Managing violence in children and young people
Winnicott argued that unintegrated children cannot contain violent feelings. We need to help them to communicate, by listening and responding appropriately. The therapeutic task at this stage is to hold onto the child, survive the attacks and manage the behaviour, until they can begin to control themselves.

In a lecture on deprivation and delinquency and work in substitute caring, Winnicott (1970) shortly before his death said, ‘it may be a kind of loving but often it has to look like a kind of hating, and the key word is not treatment or cure but rather it’s survival. If you survive then the child has a chance to grow and become something like the person he or she would have been if the untoward environmental breakdown had not brought disaster. Children who have experienced trauma and environmental breakdown need adults who can allow them to process their rage and who can survive their angry attacks.

All children and young people who enter substitute care require the most sensitive understanding of their difficulties experienced in their development. Bettelheim (1950) in his book “Love is Not Enough” stated that love alone would not effect change in working with disturbed children and young people. If they have the opportunity to change they have to be able to express and work with their destructive, hateful feelings and they have much to feel enraged about. The roots of their disturbance, and the intensity of their pain and the powerful effects it has on others needs to be understood and survived by their substitute carers. For their pain to be relieved and their development to be freed, they need an approach which is sensitive to their inner world.

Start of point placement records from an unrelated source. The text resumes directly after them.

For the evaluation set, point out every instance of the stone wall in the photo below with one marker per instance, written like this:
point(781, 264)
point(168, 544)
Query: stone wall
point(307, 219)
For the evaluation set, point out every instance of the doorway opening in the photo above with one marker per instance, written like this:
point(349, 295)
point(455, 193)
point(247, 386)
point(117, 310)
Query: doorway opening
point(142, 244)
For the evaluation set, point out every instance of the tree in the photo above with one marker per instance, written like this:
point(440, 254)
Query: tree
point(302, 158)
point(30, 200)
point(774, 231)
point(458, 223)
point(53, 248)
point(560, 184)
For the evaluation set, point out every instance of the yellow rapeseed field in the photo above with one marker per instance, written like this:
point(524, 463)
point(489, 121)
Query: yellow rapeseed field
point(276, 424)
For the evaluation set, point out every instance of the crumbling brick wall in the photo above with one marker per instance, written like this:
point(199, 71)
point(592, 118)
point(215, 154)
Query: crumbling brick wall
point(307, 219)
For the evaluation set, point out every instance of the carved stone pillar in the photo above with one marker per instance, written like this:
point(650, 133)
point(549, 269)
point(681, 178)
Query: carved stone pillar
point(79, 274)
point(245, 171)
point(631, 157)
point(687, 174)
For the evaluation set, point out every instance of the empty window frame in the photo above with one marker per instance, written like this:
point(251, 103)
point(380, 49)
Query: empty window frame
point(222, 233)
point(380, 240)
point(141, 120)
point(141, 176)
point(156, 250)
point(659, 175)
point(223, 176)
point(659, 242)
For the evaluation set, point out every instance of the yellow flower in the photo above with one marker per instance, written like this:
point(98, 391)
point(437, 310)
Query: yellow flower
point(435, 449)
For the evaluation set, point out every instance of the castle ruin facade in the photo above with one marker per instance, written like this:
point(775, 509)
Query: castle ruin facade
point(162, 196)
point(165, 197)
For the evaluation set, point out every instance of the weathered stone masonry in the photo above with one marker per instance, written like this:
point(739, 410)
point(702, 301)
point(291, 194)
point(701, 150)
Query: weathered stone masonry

Assessment of integrated/non-integrated child
The un-integrated child shows both panic and disruption
Panic, often described as a temper tantrum, is the hallmark of un-integration. It represents traumatic, unthinkable experience at an early age. It produces claustrophobia, agoraphobia, states of disorientation, and a total loss of identity. The victim may become immobilized in a state beyond terror, but is more likely to hit out, scream, destroy things and attack other people.
Disruption, often described as anti-social behaviour, is easily recognized. The child comes into contact with other, functioning children and immediately, compulsively breaks into the group and breaks up their activity (work or play). Un-integrated children break down into violence at times of total disintegration. They cannot contain violent feelings. It is only possible to accept responsibility with a functioning ego. This is not present in these children, and therefore, the staff have to supply the functioning ego themselves, and hold both the child and the violence together.